2.     Entering data into a system makes ‚their personal information’ organizational information, which is something that can create the fear of losing an advantage instead of raising the awareness that a team is usually stronger than an individuum.
3.     CRM systems regularly force their users to work inside the system as opposed to being available where the users work.
At the same time CRM implementations often fail to demonstrate tangible value to the salespersons.
On top of this, they regularly need to switch applications, if not even devices, to do their job. The salesrep’s experience is far from seamless.

The way out of this dilemma

Salespersons are social animals. And they do not have time to spare. So, interactions and activities with their contact persons need to be logged without their explicit interventions and the tool itself needs to offer its services wherever they choose to work. Wherever being meant literally as well as digitally.
The CRM system is only one of many tools that salespersons use.
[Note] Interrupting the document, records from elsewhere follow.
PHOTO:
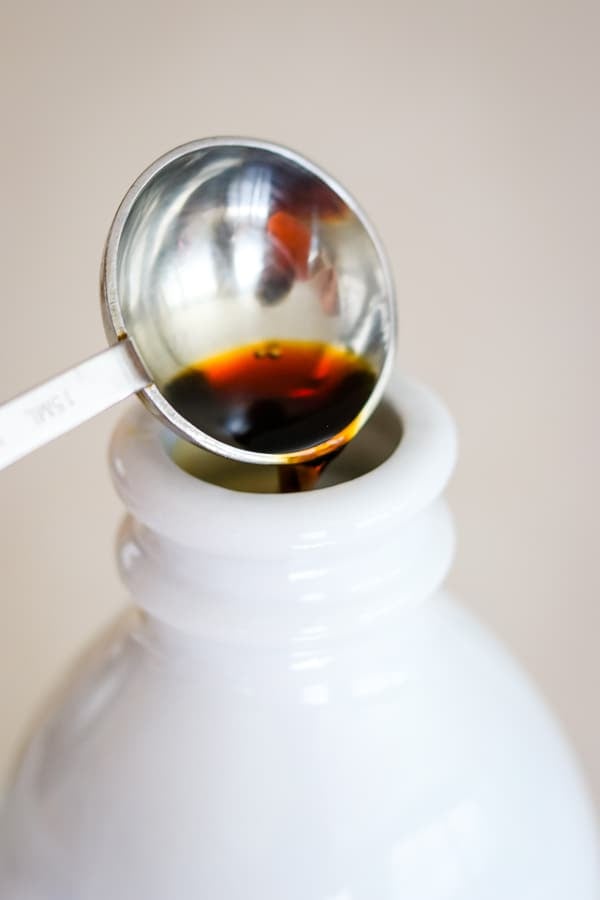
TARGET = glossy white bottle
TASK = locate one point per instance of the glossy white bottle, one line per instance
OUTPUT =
(296, 710)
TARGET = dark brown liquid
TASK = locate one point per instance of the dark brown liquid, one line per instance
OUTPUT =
(277, 397)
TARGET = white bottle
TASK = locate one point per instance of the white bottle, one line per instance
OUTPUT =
(297, 711)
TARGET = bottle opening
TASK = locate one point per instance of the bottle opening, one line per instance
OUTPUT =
(375, 443)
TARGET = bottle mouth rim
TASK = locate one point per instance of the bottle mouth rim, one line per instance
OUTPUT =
(167, 499)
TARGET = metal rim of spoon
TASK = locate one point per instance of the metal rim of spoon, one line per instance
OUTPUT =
(203, 206)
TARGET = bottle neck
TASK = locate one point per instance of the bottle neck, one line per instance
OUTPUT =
(265, 568)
By nature it is a tool that ingests and aggregates data, enriches it for use to a purpose, and then disseminates information – not data – to its users.
Looking at the bigger picture, CRM systems by nature are rather a platform than a mere application.
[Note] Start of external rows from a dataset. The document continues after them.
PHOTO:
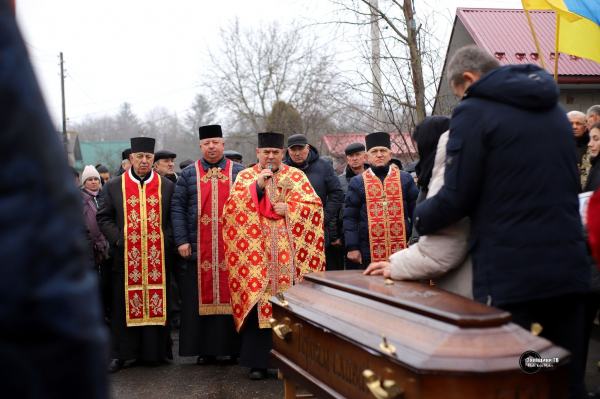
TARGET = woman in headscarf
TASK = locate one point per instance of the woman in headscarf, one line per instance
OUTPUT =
(442, 256)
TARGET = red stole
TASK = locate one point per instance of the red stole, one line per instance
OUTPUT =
(213, 287)
(385, 212)
(145, 285)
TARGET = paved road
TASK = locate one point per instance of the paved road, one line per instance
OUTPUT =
(184, 379)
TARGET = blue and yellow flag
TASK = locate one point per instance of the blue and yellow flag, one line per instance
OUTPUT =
(579, 26)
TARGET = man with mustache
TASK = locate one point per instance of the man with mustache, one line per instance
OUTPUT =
(135, 218)
(207, 329)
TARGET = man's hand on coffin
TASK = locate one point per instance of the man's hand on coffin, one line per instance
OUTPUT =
(280, 208)
(264, 175)
(355, 257)
(185, 250)
(379, 268)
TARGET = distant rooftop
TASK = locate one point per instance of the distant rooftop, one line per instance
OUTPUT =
(337, 143)
(506, 35)
(107, 153)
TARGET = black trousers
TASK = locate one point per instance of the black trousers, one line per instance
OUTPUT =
(106, 276)
(256, 344)
(334, 258)
(562, 319)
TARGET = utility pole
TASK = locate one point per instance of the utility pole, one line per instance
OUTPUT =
(62, 86)
(375, 59)
(415, 59)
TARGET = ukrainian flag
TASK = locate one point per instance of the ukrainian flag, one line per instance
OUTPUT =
(578, 25)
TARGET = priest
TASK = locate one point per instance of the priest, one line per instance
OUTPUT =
(379, 206)
(135, 218)
(274, 235)
(207, 329)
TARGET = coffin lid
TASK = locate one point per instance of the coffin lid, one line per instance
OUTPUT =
(415, 297)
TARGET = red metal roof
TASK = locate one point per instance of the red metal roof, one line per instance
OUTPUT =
(337, 143)
(507, 36)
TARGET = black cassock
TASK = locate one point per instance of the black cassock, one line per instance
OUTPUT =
(147, 343)
(211, 335)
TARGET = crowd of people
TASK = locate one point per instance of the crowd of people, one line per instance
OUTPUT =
(226, 237)
(493, 215)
Basing on this thought and the salesrep’s needs the system must offer is services across channels, be available within social media tools, productivity tools and especially within the used email client. The latter part being fairly easy as probably 90 per cent of all business users use either Outlook or GMail. Still, what this means is that the system must embed itself in the tool of choice, either by means of a chatbot or by offering a user interface that becomes a part of the social media tool or mail client. This is something where in particular Nimble excels.
The mobile part is a given, too. No CRM system that is worth a grain of salt comes without mobile capabilities. What they are lacking, though, is the ability of being used in a hands off fashion, e.g. using voice as the interaction channel. How about getting a call from your friendly CRM system after a customer visit, asking for a visit summary while you are driving to your next appointment?
Last, but not least, making the UI of third party tools part of the own UI is not enough for a CRM system. Instead, in order to be really useful, the CRM system needs to be able to ingest and combine – within legal and ethical boundaries – data from these different sources it embeds itself into. This combination of data leads to new and helpful information and thus insight.
There are only few systems that really do this.
This is, what makes particularly salespeople successful. The combination of behavioural, social and transactional data that helps social animals to be exactly that: Social, and to speak to people as people, and not members of a target group.